• Redação
  • 24/07/2026

Disputa sobre Rafael Motta expõe troca geracional em curso no comando do PT potiguar

A disputa interna em torno do apoio à eventual candidatura de Rafael Motta pelo PT já extrapola a discussão eleitoral e revela uma mudança geracional em andamento dentro do partido no Rio Grande do Norte. Nas últimas décadas, a condução política da legenda esteve concentrada, sobretudo, nas lideranças de Fátima Bezerra e Fernando Mineiro, protagonismo conquistado legitimamente por meio das instâncias internas da sigla.
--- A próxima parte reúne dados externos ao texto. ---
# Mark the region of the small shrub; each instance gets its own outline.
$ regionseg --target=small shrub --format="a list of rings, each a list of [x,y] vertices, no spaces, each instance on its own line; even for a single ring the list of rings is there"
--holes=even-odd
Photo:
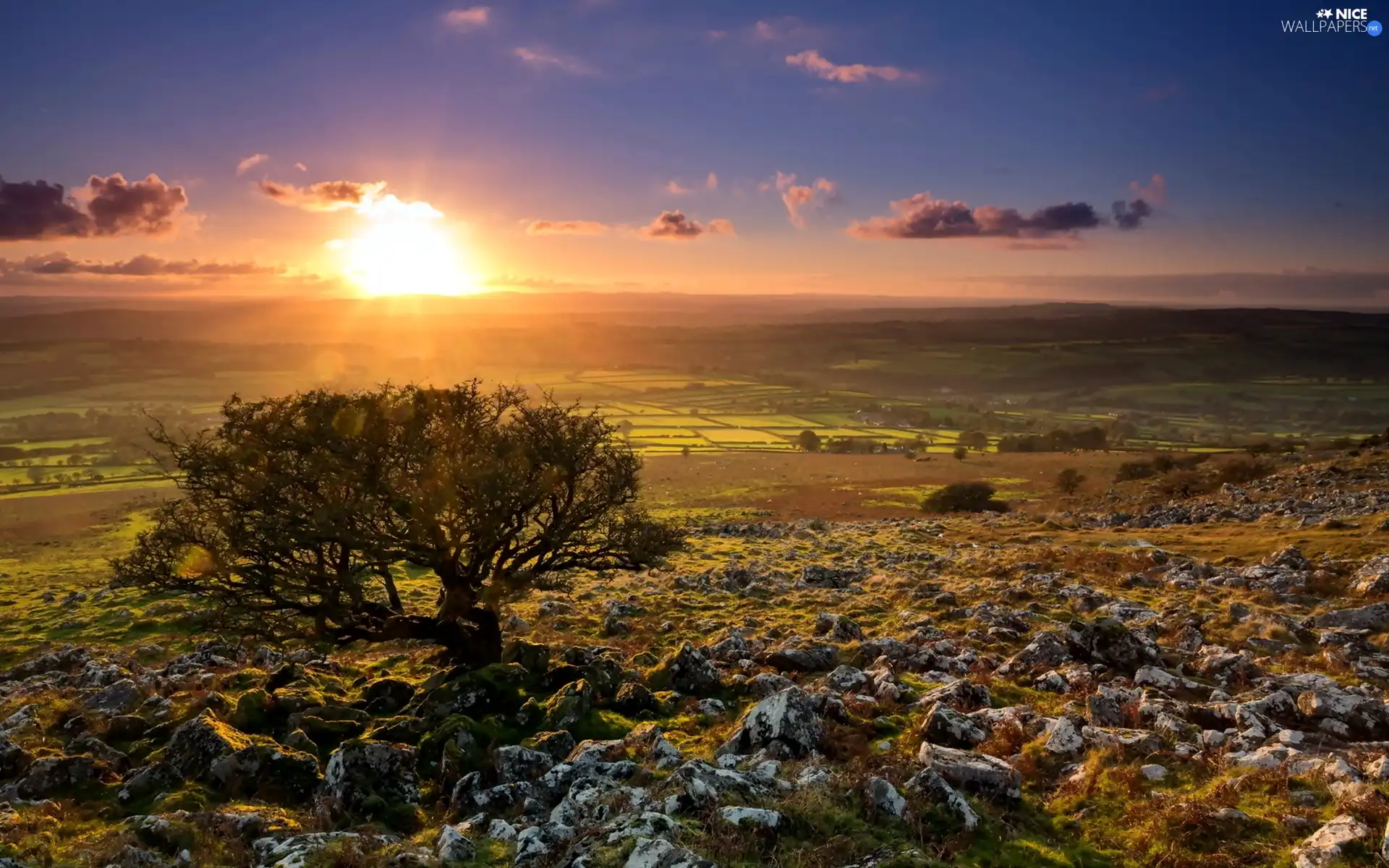
[[[1168,458],[1171,461],[1171,458]],[[1168,465],[1171,467],[1171,465]],[[1150,479],[1157,475],[1157,468],[1149,461],[1125,461],[1114,474],[1114,482],[1132,482],[1135,479]]]
[[[988,482],[951,482],[921,501],[926,512],[1007,512],[1008,504],[995,500]]]
[[[1246,482],[1263,479],[1272,472],[1274,467],[1267,461],[1260,461],[1258,458],[1235,458],[1221,465],[1215,474],[1215,479],[1222,483],[1245,485]]]
[[[1056,475],[1056,489],[1063,494],[1075,494],[1085,483],[1085,476],[1074,467],[1068,467]]]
Agora, porém, a deputada federal Natália Bonavides emerge como uma liderança com capacidade própria de influenciar os rumos estratégicos do partido, especialmente pela forte conexão com a militância petista.

A manifestação pública da corrente política ligada a Natália contra o apoio a Rafael Motta sinaliza que esse novo polo de influência está disposto a disputar os principais debates internos do PT. Esse posicionamento também dialoga com o cenário eleitoral futuro: Rafael é visto como um potencial adversário de Natália na disputa pela Prefeitura de Natal em 2028. Ao mesmo tempo, a senadorável Samanda Alves, aliada de Natália, também teria interesse direto na definição da estratégia para o Senado sem Motta, já que ele divide seus votos. Ainda que Rafael Motta venha a ser confirmado na chapa do PT, o episódio indica que a discussão já não envolve apenas uma candidatura específica, mas também quem exercerá a liderança política do partido nos próximos anos.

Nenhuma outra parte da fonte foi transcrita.